Even as he stood before the nation seizing power no president possesses rightfully under our Constitution, in a speech so fact-challenged that even the mainstream media has taken note, Barack Obama couldn’t resist trying to goad Republicans. It is the nature of the man.
In his fifteen minute speech on immigration last night, Obama lectured Republicans:
[D]on’t let a disagreement over a single issue be a deal breaker on every issue. That’s not how our Democracy works, and Congress shouldn’t shut down our government again just because we disagree on this.
He said this even as incoming Senate Majority Leader Mitch McConnell has declared that a government shutdown is off the table and Obama knows a shutdown is unlikely.

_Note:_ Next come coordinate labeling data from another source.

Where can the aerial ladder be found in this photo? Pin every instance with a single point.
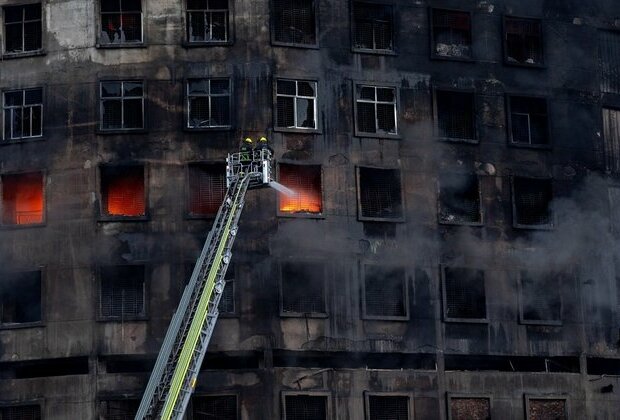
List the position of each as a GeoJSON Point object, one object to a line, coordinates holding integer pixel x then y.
{"type": "Point", "coordinates": [175, 373]}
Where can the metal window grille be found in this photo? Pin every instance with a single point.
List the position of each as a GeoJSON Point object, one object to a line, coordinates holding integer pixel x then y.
{"type": "Point", "coordinates": [376, 109]}
{"type": "Point", "coordinates": [451, 33]}
{"type": "Point", "coordinates": [22, 199]}
{"type": "Point", "coordinates": [523, 41]}
{"type": "Point", "coordinates": [455, 114]}
{"type": "Point", "coordinates": [373, 26]}
{"type": "Point", "coordinates": [384, 291]}
{"type": "Point", "coordinates": [20, 298]}
{"type": "Point", "coordinates": [459, 199]}
{"type": "Point", "coordinates": [22, 28]}
{"type": "Point", "coordinates": [220, 407]}
{"type": "Point", "coordinates": [305, 407]}
{"type": "Point", "coordinates": [121, 21]}
{"type": "Point", "coordinates": [465, 293]}
{"type": "Point", "coordinates": [122, 105]}
{"type": "Point", "coordinates": [303, 288]}
{"type": "Point", "coordinates": [389, 407]}
{"type": "Point", "coordinates": [122, 293]}
{"type": "Point", "coordinates": [23, 113]}
{"type": "Point", "coordinates": [296, 104]}
{"type": "Point", "coordinates": [208, 103]}
{"type": "Point", "coordinates": [532, 201]}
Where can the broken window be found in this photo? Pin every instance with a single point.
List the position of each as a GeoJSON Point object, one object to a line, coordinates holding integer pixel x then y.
{"type": "Point", "coordinates": [464, 294]}
{"type": "Point", "coordinates": [23, 200]}
{"type": "Point", "coordinates": [451, 34]}
{"type": "Point", "coordinates": [375, 109]}
{"type": "Point", "coordinates": [540, 298]}
{"type": "Point", "coordinates": [121, 22]}
{"type": "Point", "coordinates": [122, 105]}
{"type": "Point", "coordinates": [523, 41]}
{"type": "Point", "coordinates": [122, 292]}
{"type": "Point", "coordinates": [22, 28]}
{"type": "Point", "coordinates": [385, 292]}
{"type": "Point", "coordinates": [528, 121]}
{"type": "Point", "coordinates": [20, 298]}
{"type": "Point", "coordinates": [373, 26]}
{"type": "Point", "coordinates": [294, 21]}
{"type": "Point", "coordinates": [208, 103]}
{"type": "Point", "coordinates": [532, 202]}
{"type": "Point", "coordinates": [23, 113]}
{"type": "Point", "coordinates": [305, 407]}
{"type": "Point", "coordinates": [122, 191]}
{"type": "Point", "coordinates": [207, 188]}
{"type": "Point", "coordinates": [207, 21]}
{"type": "Point", "coordinates": [303, 288]}
{"type": "Point", "coordinates": [459, 199]}
{"type": "Point", "coordinates": [455, 116]}
{"type": "Point", "coordinates": [305, 180]}
{"type": "Point", "coordinates": [380, 194]}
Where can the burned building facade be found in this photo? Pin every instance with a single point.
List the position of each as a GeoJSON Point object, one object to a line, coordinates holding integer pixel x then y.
{"type": "Point", "coordinates": [452, 252]}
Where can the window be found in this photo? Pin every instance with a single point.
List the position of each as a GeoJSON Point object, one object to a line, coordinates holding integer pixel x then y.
{"type": "Point", "coordinates": [373, 27]}
{"type": "Point", "coordinates": [22, 28]}
{"type": "Point", "coordinates": [122, 105]}
{"type": "Point", "coordinates": [375, 110]}
{"type": "Point", "coordinates": [121, 22]}
{"type": "Point", "coordinates": [122, 292]}
{"type": "Point", "coordinates": [540, 298]}
{"type": "Point", "coordinates": [296, 104]}
{"type": "Point", "coordinates": [459, 199]}
{"type": "Point", "coordinates": [303, 288]}
{"type": "Point", "coordinates": [207, 188]}
{"type": "Point", "coordinates": [305, 180]}
{"type": "Point", "coordinates": [528, 121]}
{"type": "Point", "coordinates": [523, 41]}
{"type": "Point", "coordinates": [385, 294]}
{"type": "Point", "coordinates": [207, 21]}
{"type": "Point", "coordinates": [23, 113]}
{"type": "Point", "coordinates": [20, 298]}
{"type": "Point", "coordinates": [294, 22]}
{"type": "Point", "coordinates": [208, 103]}
{"type": "Point", "coordinates": [454, 114]}
{"type": "Point", "coordinates": [451, 34]}
{"type": "Point", "coordinates": [532, 203]}
{"type": "Point", "coordinates": [379, 194]}
{"type": "Point", "coordinates": [23, 199]}
{"type": "Point", "coordinates": [464, 295]}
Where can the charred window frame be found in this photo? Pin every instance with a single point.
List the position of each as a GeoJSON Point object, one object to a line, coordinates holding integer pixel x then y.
{"type": "Point", "coordinates": [540, 301]}
{"type": "Point", "coordinates": [385, 294]}
{"type": "Point", "coordinates": [528, 121]}
{"type": "Point", "coordinates": [373, 27]}
{"type": "Point", "coordinates": [523, 41]}
{"type": "Point", "coordinates": [460, 200]}
{"type": "Point", "coordinates": [531, 203]}
{"type": "Point", "coordinates": [296, 105]}
{"type": "Point", "coordinates": [379, 195]}
{"type": "Point", "coordinates": [451, 34]}
{"type": "Point", "coordinates": [464, 295]}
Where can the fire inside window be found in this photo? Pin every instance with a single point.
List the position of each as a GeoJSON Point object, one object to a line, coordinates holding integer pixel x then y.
{"type": "Point", "coordinates": [451, 34]}
{"type": "Point", "coordinates": [23, 113]}
{"type": "Point", "coordinates": [305, 180]}
{"type": "Point", "coordinates": [208, 103]}
{"type": "Point", "coordinates": [121, 21]}
{"type": "Point", "coordinates": [296, 104]}
{"type": "Point", "coordinates": [22, 28]}
{"type": "Point", "coordinates": [122, 191]}
{"type": "Point", "coordinates": [22, 199]}
{"type": "Point", "coordinates": [523, 41]}
{"type": "Point", "coordinates": [373, 27]}
{"type": "Point", "coordinates": [376, 109]}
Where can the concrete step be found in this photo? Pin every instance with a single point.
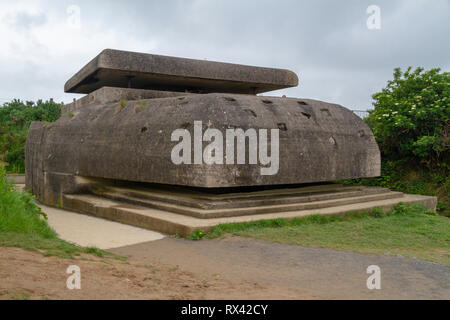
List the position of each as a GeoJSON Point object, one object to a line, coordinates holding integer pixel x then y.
{"type": "Point", "coordinates": [173, 223]}
{"type": "Point", "coordinates": [153, 197]}
{"type": "Point", "coordinates": [256, 207]}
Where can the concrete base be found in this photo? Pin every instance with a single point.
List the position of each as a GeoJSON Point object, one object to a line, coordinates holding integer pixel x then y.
{"type": "Point", "coordinates": [171, 216]}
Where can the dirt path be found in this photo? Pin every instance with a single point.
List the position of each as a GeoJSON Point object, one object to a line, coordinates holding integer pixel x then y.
{"type": "Point", "coordinates": [298, 272]}
{"type": "Point", "coordinates": [29, 275]}
{"type": "Point", "coordinates": [234, 268]}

But goading, dividing, and belittling are what this man knows how to do.
Fred Barnes notes this morning that, if there is one thing Obama should have learned from his first term, it is that going it alone on a strictly partisan basis never works. But he never learns.

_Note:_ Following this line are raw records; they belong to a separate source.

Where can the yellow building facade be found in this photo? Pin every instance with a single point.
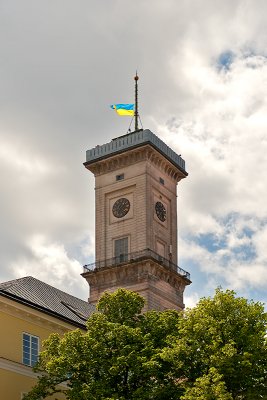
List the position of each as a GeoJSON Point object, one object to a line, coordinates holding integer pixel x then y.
{"type": "Point", "coordinates": [30, 311]}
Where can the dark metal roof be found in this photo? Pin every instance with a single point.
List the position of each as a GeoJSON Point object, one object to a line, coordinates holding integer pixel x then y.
{"type": "Point", "coordinates": [48, 299]}
{"type": "Point", "coordinates": [130, 141]}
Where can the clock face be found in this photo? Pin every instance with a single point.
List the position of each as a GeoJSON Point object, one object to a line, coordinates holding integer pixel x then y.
{"type": "Point", "coordinates": [160, 211]}
{"type": "Point", "coordinates": [121, 207]}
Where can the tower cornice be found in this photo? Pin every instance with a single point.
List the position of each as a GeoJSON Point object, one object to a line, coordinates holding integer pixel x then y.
{"type": "Point", "coordinates": [145, 152]}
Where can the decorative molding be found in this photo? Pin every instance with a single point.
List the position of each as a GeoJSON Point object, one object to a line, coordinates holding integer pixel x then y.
{"type": "Point", "coordinates": [144, 153]}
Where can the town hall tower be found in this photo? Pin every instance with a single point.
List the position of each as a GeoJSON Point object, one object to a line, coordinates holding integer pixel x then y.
{"type": "Point", "coordinates": [136, 178]}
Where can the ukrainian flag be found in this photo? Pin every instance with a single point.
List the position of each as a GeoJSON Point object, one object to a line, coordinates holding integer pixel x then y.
{"type": "Point", "coordinates": [123, 109]}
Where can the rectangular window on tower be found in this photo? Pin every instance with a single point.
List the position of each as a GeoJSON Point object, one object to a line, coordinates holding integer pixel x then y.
{"type": "Point", "coordinates": [121, 250]}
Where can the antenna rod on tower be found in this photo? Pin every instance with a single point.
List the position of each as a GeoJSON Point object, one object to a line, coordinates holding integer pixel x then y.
{"type": "Point", "coordinates": [136, 103]}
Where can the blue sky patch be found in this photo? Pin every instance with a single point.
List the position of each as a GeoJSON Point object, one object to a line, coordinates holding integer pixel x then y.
{"type": "Point", "coordinates": [225, 60]}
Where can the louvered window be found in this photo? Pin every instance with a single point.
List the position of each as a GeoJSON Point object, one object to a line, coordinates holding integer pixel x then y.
{"type": "Point", "coordinates": [121, 250]}
{"type": "Point", "coordinates": [30, 348]}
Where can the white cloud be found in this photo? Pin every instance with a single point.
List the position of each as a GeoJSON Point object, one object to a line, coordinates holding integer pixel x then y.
{"type": "Point", "coordinates": [50, 262]}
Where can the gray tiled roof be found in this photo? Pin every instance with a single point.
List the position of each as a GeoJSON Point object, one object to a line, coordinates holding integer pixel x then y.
{"type": "Point", "coordinates": [46, 298]}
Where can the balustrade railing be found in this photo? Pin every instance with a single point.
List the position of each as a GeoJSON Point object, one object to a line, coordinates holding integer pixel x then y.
{"type": "Point", "coordinates": [136, 256]}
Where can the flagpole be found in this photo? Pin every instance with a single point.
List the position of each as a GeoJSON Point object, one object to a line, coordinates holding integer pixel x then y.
{"type": "Point", "coordinates": [136, 103]}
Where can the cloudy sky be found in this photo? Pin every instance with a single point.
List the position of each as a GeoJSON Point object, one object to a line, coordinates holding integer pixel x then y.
{"type": "Point", "coordinates": [203, 84]}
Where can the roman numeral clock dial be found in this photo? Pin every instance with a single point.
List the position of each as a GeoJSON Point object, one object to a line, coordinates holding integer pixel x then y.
{"type": "Point", "coordinates": [160, 211]}
{"type": "Point", "coordinates": [121, 207]}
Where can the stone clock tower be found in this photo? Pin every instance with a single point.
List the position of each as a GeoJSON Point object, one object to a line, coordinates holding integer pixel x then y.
{"type": "Point", "coordinates": [136, 177]}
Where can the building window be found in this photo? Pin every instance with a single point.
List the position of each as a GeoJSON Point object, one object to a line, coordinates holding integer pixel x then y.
{"type": "Point", "coordinates": [30, 349]}
{"type": "Point", "coordinates": [121, 250]}
{"type": "Point", "coordinates": [119, 177]}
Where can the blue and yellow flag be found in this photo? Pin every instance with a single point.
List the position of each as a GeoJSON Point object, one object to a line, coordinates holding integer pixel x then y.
{"type": "Point", "coordinates": [123, 109]}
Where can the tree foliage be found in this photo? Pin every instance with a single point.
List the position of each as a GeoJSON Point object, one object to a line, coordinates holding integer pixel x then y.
{"type": "Point", "coordinates": [215, 351]}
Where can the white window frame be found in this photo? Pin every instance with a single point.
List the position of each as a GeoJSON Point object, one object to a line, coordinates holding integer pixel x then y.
{"type": "Point", "coordinates": [123, 256]}
{"type": "Point", "coordinates": [31, 355]}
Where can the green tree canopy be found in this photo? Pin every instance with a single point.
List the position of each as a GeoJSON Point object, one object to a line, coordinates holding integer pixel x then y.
{"type": "Point", "coordinates": [214, 351]}
{"type": "Point", "coordinates": [226, 334]}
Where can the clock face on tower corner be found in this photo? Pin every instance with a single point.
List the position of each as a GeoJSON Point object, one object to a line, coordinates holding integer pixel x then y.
{"type": "Point", "coordinates": [121, 207]}
{"type": "Point", "coordinates": [160, 211]}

Senator Jeff Sessions says that with this order Obama is “endangering our entire constitutional order.”
Peggy Noonan declared last night's speech an "act of nihilism."
Keith Koffler of White House Dossier captured the profound sadness of yesterday in a post headlined simply "Today Is a Sad Day:"
As the news broke Wednesday that President Obama would finally do what he has been threatening to do for months, the emotion that gripped me was not the one I expected. It was not anger, not frustration, not sarcasm, and not contempt.
It was just sadness. It was a feeling that something had died.
This is a turning point. This is a new nation. Fundamentally changed.
If we are indeed to become a country in which the chief executive ignores laws and does as he pleases, then we are finished.
Along these lines, I’d like to recommend a book—Anthony Everitt’s Augustus: The Life of Rome’s First Emperor. It is about the fundamental transformation of an earlier republic. You may think that Augustus one woke up to find himself declared emperor. But the changes Augustus wrought were both subtle and unsubtle. His great-uncle Julius Caesar had begun the process of transforming Rome, and the task was complete by the end of Augustus's life. I think of this book often nowadays.